A manufacturer should keep producing as long as each additional unit adds more to revenue than it costs to make. Stop when the next unit costs as much as it earns. Produce beyond that point and profit falls. That logic — elegant in its simplicity — is the profit-maximization rule, and it applies identically whether the firm is a wheat farmer, a software giant, or a pharmaceutical monopolist. The market structure changes what MR looks like; the rule stays the same.
In plain terms
The profit-maximization rule states: produce the quantity where Marginal Revenue (MR) = Marginal Cost (MC).
- If MR > MC: the additional unit adds more to total revenue than to total cost. Profit increases. Produce it.
- If MR < MC: the additional unit costs more than it earns. Profit decreases.

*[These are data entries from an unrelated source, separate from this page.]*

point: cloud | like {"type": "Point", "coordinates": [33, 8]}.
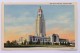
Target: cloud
{"type": "Point", "coordinates": [23, 19]}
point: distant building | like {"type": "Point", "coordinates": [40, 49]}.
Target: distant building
{"type": "Point", "coordinates": [40, 36]}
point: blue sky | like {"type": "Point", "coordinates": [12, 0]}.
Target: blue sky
{"type": "Point", "coordinates": [56, 16]}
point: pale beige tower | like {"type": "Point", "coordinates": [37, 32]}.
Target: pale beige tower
{"type": "Point", "coordinates": [40, 24]}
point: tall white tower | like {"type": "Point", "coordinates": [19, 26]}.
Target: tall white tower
{"type": "Point", "coordinates": [40, 24]}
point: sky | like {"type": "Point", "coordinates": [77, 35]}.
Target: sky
{"type": "Point", "coordinates": [19, 20]}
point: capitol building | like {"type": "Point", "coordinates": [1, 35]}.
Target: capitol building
{"type": "Point", "coordinates": [40, 35]}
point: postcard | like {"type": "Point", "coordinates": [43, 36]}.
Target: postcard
{"type": "Point", "coordinates": [39, 26]}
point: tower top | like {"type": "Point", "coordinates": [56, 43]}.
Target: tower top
{"type": "Point", "coordinates": [40, 10]}
{"type": "Point", "coordinates": [40, 7]}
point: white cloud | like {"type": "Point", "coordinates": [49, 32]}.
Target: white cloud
{"type": "Point", "coordinates": [22, 19]}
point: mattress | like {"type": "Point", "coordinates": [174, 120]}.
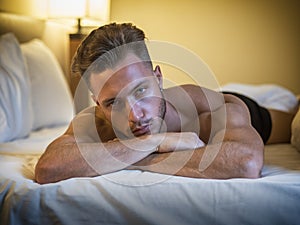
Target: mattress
{"type": "Point", "coordinates": [136, 197]}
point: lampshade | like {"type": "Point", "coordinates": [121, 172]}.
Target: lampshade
{"type": "Point", "coordinates": [80, 9]}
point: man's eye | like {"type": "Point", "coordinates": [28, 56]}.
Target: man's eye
{"type": "Point", "coordinates": [116, 104]}
{"type": "Point", "coordinates": [140, 91]}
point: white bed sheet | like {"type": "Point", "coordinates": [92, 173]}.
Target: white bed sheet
{"type": "Point", "coordinates": [135, 197]}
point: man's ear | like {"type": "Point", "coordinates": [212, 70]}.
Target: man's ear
{"type": "Point", "coordinates": [158, 74]}
{"type": "Point", "coordinates": [95, 99]}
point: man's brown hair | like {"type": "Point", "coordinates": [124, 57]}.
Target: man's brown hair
{"type": "Point", "coordinates": [104, 47]}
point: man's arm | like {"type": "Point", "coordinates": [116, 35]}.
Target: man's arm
{"type": "Point", "coordinates": [235, 150]}
{"type": "Point", "coordinates": [80, 153]}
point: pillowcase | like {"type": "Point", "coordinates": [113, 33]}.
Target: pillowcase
{"type": "Point", "coordinates": [51, 98]}
{"type": "Point", "coordinates": [295, 139]}
{"type": "Point", "coordinates": [15, 98]}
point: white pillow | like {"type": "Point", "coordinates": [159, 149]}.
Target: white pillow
{"type": "Point", "coordinates": [15, 99]}
{"type": "Point", "coordinates": [51, 98]}
{"type": "Point", "coordinates": [295, 140]}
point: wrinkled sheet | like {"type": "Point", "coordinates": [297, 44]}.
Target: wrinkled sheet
{"type": "Point", "coordinates": [135, 197]}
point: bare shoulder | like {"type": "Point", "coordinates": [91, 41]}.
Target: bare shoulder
{"type": "Point", "coordinates": [204, 99]}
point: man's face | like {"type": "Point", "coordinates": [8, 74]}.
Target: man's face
{"type": "Point", "coordinates": [131, 98]}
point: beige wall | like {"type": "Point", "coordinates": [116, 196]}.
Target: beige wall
{"type": "Point", "coordinates": [241, 41]}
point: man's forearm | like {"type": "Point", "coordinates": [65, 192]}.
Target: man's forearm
{"type": "Point", "coordinates": [217, 161]}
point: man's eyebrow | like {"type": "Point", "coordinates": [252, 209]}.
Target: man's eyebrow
{"type": "Point", "coordinates": [139, 84]}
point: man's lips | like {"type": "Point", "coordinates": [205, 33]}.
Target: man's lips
{"type": "Point", "coordinates": [141, 130]}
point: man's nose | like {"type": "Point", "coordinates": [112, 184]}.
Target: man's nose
{"type": "Point", "coordinates": [136, 112]}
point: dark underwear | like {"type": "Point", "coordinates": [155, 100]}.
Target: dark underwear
{"type": "Point", "coordinates": [260, 116]}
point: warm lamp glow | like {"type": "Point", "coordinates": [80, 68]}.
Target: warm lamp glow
{"type": "Point", "coordinates": [79, 9]}
{"type": "Point", "coordinates": [67, 8]}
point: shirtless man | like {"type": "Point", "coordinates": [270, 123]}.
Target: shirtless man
{"type": "Point", "coordinates": [138, 125]}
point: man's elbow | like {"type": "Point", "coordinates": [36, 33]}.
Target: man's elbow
{"type": "Point", "coordinates": [43, 173]}
{"type": "Point", "coordinates": [252, 168]}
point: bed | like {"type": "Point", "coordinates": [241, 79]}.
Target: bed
{"type": "Point", "coordinates": [124, 197]}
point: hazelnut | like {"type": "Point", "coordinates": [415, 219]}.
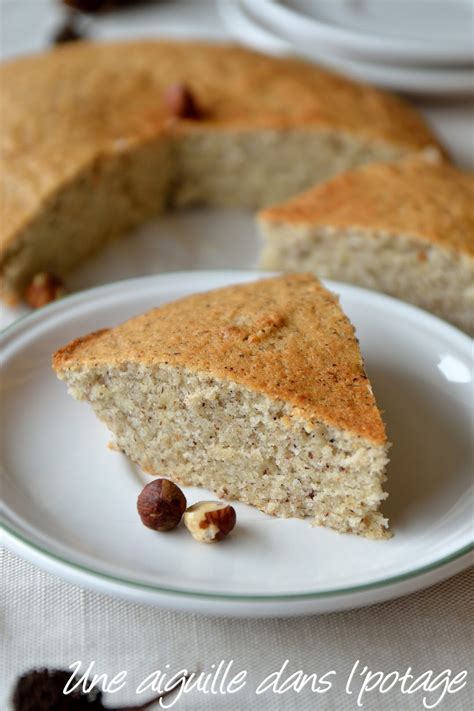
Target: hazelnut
{"type": "Point", "coordinates": [42, 289]}
{"type": "Point", "coordinates": [161, 505]}
{"type": "Point", "coordinates": [209, 521]}
{"type": "Point", "coordinates": [180, 102]}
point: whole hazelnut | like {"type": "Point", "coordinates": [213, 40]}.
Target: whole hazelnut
{"type": "Point", "coordinates": [209, 521]}
{"type": "Point", "coordinates": [161, 505]}
{"type": "Point", "coordinates": [43, 289]}
{"type": "Point", "coordinates": [180, 102]}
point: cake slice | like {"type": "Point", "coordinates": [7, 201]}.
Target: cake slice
{"type": "Point", "coordinates": [256, 391]}
{"type": "Point", "coordinates": [405, 228]}
{"type": "Point", "coordinates": [91, 147]}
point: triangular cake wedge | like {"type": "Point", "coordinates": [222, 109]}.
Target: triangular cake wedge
{"type": "Point", "coordinates": [255, 391]}
{"type": "Point", "coordinates": [405, 228]}
{"type": "Point", "coordinates": [104, 151]}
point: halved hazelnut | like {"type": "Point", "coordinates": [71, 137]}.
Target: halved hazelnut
{"type": "Point", "coordinates": [161, 505]}
{"type": "Point", "coordinates": [209, 521]}
{"type": "Point", "coordinates": [43, 289]}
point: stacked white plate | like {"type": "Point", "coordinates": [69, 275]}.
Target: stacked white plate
{"type": "Point", "coordinates": [415, 46]}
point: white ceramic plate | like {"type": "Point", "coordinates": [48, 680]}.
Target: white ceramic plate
{"type": "Point", "coordinates": [70, 501]}
{"type": "Point", "coordinates": [250, 29]}
{"type": "Point", "coordinates": [401, 31]}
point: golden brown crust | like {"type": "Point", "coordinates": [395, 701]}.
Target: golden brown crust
{"type": "Point", "coordinates": [286, 337]}
{"type": "Point", "coordinates": [72, 106]}
{"type": "Point", "coordinates": [433, 201]}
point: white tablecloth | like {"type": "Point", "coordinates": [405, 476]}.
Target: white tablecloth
{"type": "Point", "coordinates": [48, 622]}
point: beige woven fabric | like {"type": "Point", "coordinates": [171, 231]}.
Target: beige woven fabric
{"type": "Point", "coordinates": [48, 622]}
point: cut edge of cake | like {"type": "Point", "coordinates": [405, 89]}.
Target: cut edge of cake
{"type": "Point", "coordinates": [340, 230]}
{"type": "Point", "coordinates": [205, 427]}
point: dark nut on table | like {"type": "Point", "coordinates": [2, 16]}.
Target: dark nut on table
{"type": "Point", "coordinates": [209, 521]}
{"type": "Point", "coordinates": [43, 289]}
{"type": "Point", "coordinates": [180, 102]}
{"type": "Point", "coordinates": [161, 505]}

Don't produce it.
- If MR = MC: no further adjustment can increase profit. This is the optimum.
The rule does not guarantee positive profit — it guarantees the maximum profit given the cost and revenue conditions the firm faces. A firm losing money still applies the MR = MC rule to minimize its losses.
Why it works this way
Profit = Total Revenue – Total Cost. Profit is maximized where the gap between TR and TC is widest — which is mathematically where their slopes are equal. The slope of TR is MR; the slope of TC is MC. Setting them equal locates the widest gap.
For competitive firms: MR = P (constant, regardless of quantity). The condition MR = MC becomes P = MC. Competitive firms produce at the output where price equals marginal cost — the condition for allocative efficiency.
For monopolists and firms with market power: MR < P. The MR curve lies below the demand curve. Setting MR = MC produces an output lower than the competitive level, and the firm charges the price given by the demand curve at that output — always above MC. This is the source of the monopoly markup and deadweight loss.
The Bureau of Economic Analysis industry profit data captures the aggregate outcome of millions of firms applying this rule simultaneously — sectors with high marginal revenue relative to marginal cost (software, pharmaceuticals) show persistently high profits; sectors where MR and MC are driven together by competition (retail, commodities) show thin margins.
Worked example
A bakery faces a market price of $4 per loaf. Marginal costs:
| Loaves (per day) | MC |
|---|---|
| 1–50 | $2.00 |
| 51–80 | $3.50 |
| 81–100 | $4.00 |
| 101–110 | $5.00 |
MR = $4.00 (price-taker). The bakery should produce exactly 100 loaves — the last unit where MR = MC. The 101st loaf costs $5.00 to make but earns $4.00. Producing it destroys $1.00 of profit.
Why it matters
The MR = MC rule is the universal profit-optimization condition across all firm types and market structures. It links the firm's internal cost structure (MC) to its market environment (MR) and identifies the precise output level that maximizes the gap between them. Every pricing model, output decision, and market entry analysis in industrial economics begins from this condition.